For me, the film brought back more nostalgia of my own time as a student at Cambridge. Most of the film was shot at my old college, St John's — Hawking wasn't a student or fellow there, but it is one of the largest and most beautiful colleges, especially come May Ball season. My team at work also helped the production company to produce fictionalised versions of the front cover of our journal from the 1970s, so I was very proud to see them all lined up in a bookshop window during the film.
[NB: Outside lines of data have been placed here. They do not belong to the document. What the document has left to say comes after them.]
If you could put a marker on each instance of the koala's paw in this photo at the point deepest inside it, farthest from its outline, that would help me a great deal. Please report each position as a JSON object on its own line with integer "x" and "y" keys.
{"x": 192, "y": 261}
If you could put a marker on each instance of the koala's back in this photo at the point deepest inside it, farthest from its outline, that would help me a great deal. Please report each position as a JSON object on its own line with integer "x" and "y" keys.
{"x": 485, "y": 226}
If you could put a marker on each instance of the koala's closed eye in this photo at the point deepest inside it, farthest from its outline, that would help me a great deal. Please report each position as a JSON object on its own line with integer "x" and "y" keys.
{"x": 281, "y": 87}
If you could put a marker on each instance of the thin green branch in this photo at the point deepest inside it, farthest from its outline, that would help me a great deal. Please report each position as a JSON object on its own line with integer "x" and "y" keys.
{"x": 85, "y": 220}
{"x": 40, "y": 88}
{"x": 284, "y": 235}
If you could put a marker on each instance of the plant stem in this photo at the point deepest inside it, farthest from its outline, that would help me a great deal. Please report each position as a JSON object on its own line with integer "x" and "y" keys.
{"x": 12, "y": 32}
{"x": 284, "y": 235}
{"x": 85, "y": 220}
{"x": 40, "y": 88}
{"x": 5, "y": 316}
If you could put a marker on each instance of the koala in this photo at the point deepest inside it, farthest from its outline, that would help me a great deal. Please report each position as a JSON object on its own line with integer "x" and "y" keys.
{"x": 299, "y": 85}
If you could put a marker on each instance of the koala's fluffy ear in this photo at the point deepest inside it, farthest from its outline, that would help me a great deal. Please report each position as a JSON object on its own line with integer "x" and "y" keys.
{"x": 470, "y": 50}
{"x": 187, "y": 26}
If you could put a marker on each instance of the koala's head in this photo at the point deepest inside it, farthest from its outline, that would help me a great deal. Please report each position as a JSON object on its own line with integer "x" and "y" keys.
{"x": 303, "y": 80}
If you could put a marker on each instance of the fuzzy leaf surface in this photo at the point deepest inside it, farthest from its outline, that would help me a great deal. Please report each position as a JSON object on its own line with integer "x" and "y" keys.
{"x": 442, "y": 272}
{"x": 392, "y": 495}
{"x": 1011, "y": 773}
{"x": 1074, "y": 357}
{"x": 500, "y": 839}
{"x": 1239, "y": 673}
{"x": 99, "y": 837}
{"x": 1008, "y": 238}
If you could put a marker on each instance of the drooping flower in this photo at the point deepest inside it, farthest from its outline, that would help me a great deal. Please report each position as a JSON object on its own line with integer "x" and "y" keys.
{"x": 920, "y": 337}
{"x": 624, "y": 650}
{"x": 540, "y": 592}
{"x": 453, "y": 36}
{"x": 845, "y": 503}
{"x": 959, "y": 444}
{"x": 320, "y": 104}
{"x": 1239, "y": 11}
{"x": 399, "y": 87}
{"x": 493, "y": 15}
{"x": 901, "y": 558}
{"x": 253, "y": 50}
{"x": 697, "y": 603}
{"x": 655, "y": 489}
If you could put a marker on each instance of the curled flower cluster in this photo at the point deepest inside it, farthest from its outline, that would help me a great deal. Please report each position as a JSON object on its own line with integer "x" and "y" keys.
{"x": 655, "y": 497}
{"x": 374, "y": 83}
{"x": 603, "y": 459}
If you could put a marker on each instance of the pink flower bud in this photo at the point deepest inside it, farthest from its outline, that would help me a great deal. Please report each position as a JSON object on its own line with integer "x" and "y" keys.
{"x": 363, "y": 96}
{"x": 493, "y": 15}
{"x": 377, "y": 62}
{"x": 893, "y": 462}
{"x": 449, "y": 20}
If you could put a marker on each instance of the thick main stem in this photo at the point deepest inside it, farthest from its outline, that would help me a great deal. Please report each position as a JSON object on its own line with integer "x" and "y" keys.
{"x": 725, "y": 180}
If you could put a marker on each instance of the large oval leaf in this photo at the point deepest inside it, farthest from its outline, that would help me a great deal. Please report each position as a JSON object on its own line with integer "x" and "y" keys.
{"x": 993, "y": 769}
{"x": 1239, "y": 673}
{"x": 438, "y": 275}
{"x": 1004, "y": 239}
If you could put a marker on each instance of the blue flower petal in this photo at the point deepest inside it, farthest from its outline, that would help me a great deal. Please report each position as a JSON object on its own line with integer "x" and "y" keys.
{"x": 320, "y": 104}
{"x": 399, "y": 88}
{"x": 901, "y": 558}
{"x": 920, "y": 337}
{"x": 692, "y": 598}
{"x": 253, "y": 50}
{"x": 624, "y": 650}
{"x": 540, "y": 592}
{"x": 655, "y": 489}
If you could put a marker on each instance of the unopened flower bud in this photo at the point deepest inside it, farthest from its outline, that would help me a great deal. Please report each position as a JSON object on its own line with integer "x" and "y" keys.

The Theory of Everything is a sweet and moving film, but never gets too bogged down in its own sentimentality. This is mainly down to the great performances from Redmayne and Jones, who are both very well cast. Time and its relative speed are also used in interesting ways in the film. The jump from glorious Cambridge scenes of Hawking and Jane dancing at a May Ball to the wheelchair-bound man who needs assistance with eating and then sleeping is all too sudden. But then time slows down to the extent that it's hard to tell how much time has elapsed by the end of the film (more than 30 years, for sure). The film has its funny moments too, and this reflects Hawking's famed wit and sense of humour: we see him chasing his nurse around the living room in his wheelchair with a cardboard box on his head, with his speech synthesiser saying, "exterminate! Exterminate!"

Some may argue that there is too much emphasis on the (romantic) chemistry and not enough on the (v. hard) physics, but I think director James Marsh, whose works include the excellent Project Nim and Shadow Dancer, has told an engaging and very human story about a brilliant man and the woman who loved him.